DA – São experiências que se refletem nas suas obras?
JM – Sim. Foi um período em que obtive muito conhecimento, estando em contato com a arte ou não, até porque passado algum tempo decidi trabalhar com meu irmão no nosso sítio em Santa Maria, perto de Alto Paraná.
DA – Todas essas transformações interferiram na dedicação à arte?
JM – Meus desenhos eram mais compactos, então fui ampliando, aumentando a dimensão, tendo um cuidado maior com as formas, só que sempre chegava o momento de me desligar disso tudo. Ficava dois meses por ano envolvido com desenho e o restante me dedicando a outras atividades bem diferentes.
DA – Nos seus trabalhos, as curvas parecem representar um novo ciclo, a ruptura com a linearidade. Você encara o rompimento com as linhas retas como resultado do seu amadurecimento?
JM – Sim. No começo meus desenhos eram mais infantis. Isso mudou só mais tarde, principalmente após o falecimento do meu pai que era uma inspiração pra mim. Sempre fui muito observador, e prefiro desenhar com naturalidade, sem planejamento. Quando começo algo, dificilmente sei como vai terminar porque minha principal referência é o que está no meu subconsciente.
DA – Quais as artes que mais o inspiram a desenhar?
JM – Já desenhei muito ouvindo música, chego a dar nome de canções aos meus desenhos. Também tem muito cinema no que faço, inclusive uma referência ao martelo do filme The Wall, do Pink Floyd. Nos tempos da faculdade, produzia muito enquanto os professores passavam filme em sala de aula.
DA – Já teve preferência por alguma corrente artística?
JM – Não. Já produzi muito, mas nunca me rendi a nada. Jamais tive preocupação em simplificar o que faço porque o desenho pra mim é um desabafo mental. O que crio à noite é diferente do que produzo durante o dia.
DA – Das 2,5 mil peças já produzidas, muitas estão fora de Paranavaí?
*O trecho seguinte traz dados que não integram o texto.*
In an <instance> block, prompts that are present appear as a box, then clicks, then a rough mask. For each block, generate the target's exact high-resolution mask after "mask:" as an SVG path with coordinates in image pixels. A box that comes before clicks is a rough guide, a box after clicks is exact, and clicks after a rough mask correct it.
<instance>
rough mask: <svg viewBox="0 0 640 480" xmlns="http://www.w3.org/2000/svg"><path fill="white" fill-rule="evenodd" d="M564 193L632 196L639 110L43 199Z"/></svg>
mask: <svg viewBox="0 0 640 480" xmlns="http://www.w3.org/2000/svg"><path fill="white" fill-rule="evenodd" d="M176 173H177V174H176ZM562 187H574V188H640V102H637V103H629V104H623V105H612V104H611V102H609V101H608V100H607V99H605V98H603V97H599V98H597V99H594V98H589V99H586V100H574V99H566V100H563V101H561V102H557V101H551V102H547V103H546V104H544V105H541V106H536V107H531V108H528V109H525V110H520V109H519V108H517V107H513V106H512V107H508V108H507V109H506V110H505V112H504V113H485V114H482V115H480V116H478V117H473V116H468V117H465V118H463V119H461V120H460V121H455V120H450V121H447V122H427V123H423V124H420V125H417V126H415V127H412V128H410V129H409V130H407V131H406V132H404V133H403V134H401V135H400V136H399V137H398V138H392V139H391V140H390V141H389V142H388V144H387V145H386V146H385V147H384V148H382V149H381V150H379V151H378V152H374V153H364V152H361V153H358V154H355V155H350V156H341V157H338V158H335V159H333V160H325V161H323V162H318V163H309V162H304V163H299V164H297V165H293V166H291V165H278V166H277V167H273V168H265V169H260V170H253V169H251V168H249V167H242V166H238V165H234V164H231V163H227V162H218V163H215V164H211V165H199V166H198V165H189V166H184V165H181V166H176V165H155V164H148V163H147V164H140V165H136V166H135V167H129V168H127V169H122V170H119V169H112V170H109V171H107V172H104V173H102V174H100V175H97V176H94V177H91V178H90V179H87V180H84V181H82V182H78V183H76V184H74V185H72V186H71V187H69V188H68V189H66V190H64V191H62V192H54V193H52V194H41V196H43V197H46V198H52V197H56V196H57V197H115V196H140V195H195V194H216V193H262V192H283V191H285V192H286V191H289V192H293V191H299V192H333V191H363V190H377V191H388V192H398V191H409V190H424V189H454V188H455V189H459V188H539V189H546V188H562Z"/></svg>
JM – Que me lembre, além de Paranavaí, tenho desenhos em Curitiba, Rondonópolis [no Mato Grosso], Campinas [São Paulo], Paraíso do Norte. Me lembro de quando ilustrei o livro do meu pai [o escritor Altino Afonso Costa que empresta nome ao Teatro Municipal de Paranavaí], Buquê de Estrelas. Nessa época, aprendi a ser mais detalhista.